Riforma della Polizia Locale, la discussione in Aula alla Camera prosegue il 28 aprile: tutte le novità per gli operatori

Riforma della Polizia Locale, la discussione in Aula alla Camera prosegue il 28 aprile: tutte le novità per gli operatori

Riforma della Polizia Locale. Dopo la discussione generale avviata lunedì 27 aprile, l’Assemblea della Camera torna sul disegno di legge delega A.C. 1716-A martedì 28 aprile 2026 per proseguire l’esame in Aula. Nuove norme su armamento, patrocinio legale, accesso alle banche dati e tutele infortunistiche. Ecco cosa cambia concretamente per vigili e agenti.

Percorso parlamentare: dopo due anni in commissione, il testo in Assemblea

La riforma dell’ordinamento della polizia locale compie un passo decisivo. Martedì 28 aprile 2026 la Camera dei deputati è convocata in Assemblea per proseguire la discussione sul disegno di legge A.C. 1716-A, “Delega al Governo per il riordino delle funzioni e dell’ordinamento della polizia locale”, dopo che la seduta di lunedì 27 aprile aveva già avviato la discussione generale sul provvedimento.

Il testo, di iniziativa governativa, era stato presentato alla Camera il 16 febbraio 2024 e assegnato alla I Commissione Affari costituzionali. L’esame in sede referente, avviato il 7 agosto 2024, si è concluso il 22 aprile 2026 con l’approvazione del mandato al relatore, l’onorevole Montaruli (FdI), a riferire in senso favorevole in Assemblea. Nel corso dell’esame la Commissione ha assunto il disegno di legge governativo come testo base, abbandonando le quattro proposte parlamentari abbinate (C. 125 Bordonali, C. 600 Rampelli, C. 875 Bergamini, C. 1727 Paolo Emilio Russo e C. 1862), e vi ha introdotto significative modifiche.

Si tratta di un provvedimento atteso da decenni: l’ultimo quadro normativo organico in materia risale alla legge n. 65 del 1986, la legge-quadro sull’ordinamento della polizia municipale, che il disegno di legge si propone di aggiornare radicalmente.

Struttura della riforma, una delega in sette articoli

Il disegno di legge non riscrive direttamente le norme, ma conferisce al Governo una delega legislativa per adottare, entro dodici mesi dall’entrata in vigore della legge, uno o più decreti legislativi di riordino. I decreti dovranno essere adottati su proposta del Ministro dell’Interno, di concerto con i Ministri della pubblica amministrazione, degli affari regionali, della giustizia e dell’economia, previa intesa in sede di Conferenza unificata e parere del Consiglio di Stato.

Il Governo avrà poi un anno dall’entrata in vigore dell’ultimo decreto per adottare eventuali disposizioni integrative e correttive.

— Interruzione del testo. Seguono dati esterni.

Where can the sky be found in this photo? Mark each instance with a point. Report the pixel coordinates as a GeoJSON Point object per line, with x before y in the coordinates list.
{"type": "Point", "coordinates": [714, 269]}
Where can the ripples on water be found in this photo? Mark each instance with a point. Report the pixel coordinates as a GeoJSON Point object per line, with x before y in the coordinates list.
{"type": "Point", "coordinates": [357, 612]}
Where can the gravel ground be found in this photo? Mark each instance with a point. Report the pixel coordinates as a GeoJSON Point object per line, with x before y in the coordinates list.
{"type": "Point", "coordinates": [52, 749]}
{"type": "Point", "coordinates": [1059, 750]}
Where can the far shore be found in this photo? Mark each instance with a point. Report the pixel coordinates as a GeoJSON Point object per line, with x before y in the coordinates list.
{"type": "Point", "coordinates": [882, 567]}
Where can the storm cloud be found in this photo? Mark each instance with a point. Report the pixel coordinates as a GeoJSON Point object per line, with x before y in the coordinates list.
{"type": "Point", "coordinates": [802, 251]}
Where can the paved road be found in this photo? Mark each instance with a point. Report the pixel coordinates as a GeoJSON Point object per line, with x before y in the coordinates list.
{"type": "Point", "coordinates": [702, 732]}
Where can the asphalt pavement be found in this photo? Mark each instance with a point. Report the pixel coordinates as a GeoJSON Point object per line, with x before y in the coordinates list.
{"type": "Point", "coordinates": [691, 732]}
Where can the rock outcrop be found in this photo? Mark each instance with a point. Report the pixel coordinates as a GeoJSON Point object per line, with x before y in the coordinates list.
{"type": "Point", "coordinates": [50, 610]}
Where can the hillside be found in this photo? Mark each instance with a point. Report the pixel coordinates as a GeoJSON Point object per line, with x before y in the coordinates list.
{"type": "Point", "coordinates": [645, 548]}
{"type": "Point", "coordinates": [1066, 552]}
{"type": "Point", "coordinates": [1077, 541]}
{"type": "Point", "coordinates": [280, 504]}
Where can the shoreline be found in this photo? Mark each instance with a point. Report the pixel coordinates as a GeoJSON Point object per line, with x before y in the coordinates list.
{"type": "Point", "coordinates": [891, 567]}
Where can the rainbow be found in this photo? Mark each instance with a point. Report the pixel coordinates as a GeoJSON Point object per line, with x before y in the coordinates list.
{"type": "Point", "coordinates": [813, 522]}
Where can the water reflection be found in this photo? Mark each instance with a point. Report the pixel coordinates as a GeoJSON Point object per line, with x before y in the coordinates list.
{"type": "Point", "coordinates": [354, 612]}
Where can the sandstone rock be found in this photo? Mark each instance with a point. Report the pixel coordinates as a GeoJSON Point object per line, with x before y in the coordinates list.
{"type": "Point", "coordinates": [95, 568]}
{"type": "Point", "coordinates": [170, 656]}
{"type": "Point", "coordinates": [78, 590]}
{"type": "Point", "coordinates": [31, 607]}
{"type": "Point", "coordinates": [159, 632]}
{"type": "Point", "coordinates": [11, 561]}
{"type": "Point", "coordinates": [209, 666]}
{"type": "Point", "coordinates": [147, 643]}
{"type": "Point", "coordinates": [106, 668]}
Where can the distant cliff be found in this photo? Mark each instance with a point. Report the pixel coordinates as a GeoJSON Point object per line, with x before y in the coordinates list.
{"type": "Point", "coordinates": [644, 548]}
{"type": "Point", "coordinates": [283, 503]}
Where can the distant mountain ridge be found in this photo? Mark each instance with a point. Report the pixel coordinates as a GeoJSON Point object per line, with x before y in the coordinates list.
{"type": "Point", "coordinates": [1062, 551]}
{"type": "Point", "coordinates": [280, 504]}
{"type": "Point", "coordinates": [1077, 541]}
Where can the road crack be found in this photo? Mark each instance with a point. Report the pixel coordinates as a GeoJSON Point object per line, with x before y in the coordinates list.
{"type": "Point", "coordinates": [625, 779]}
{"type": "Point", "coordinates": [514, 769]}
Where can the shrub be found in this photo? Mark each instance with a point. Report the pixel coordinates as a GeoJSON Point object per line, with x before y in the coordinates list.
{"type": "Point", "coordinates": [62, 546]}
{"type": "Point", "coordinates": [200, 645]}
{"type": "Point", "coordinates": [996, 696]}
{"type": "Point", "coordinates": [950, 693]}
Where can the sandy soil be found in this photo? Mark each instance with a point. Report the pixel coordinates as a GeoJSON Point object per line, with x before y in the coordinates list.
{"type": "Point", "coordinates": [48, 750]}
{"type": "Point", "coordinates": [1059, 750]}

Le novità più rilevanti per gli operatori di polizia locale

1. Patrocinio legale a carico dell’ente

Una delle novità più attese dalla categoria è introdotta dalla lettera i) dell’articolo 3, inserita proprio in sede referente. Il testo prevede che il personale della polizia locale che agisca in qualità di agente di pubblica sicurezza o di ufficiale o agente di polizia giudiziaria, per fatti compiuti in servizio connessi all’uso delle armi o di altro mezzo di coazione fisica, possa avvalersi del patrocinio legale con due modalità alternative:

  • ricorrere a un libero professionista di fiducia, con le spese legali a carico dell’ente di appartenenza;
  • avvalersi del patrocinio dell’avvocatura dell’ente, ove costituita.

È previsto il diritto di rivalsa a favore dell’ente qualora l’imputato sia riconosciuto responsabile per fatto doloso. Si tratta di una tutela analoga a quella già prevista per le forze di polizia statali, il cui riconoscimento per la polizia locale era finora rimasto affidato a prassi disomogenee tra ente ed ente.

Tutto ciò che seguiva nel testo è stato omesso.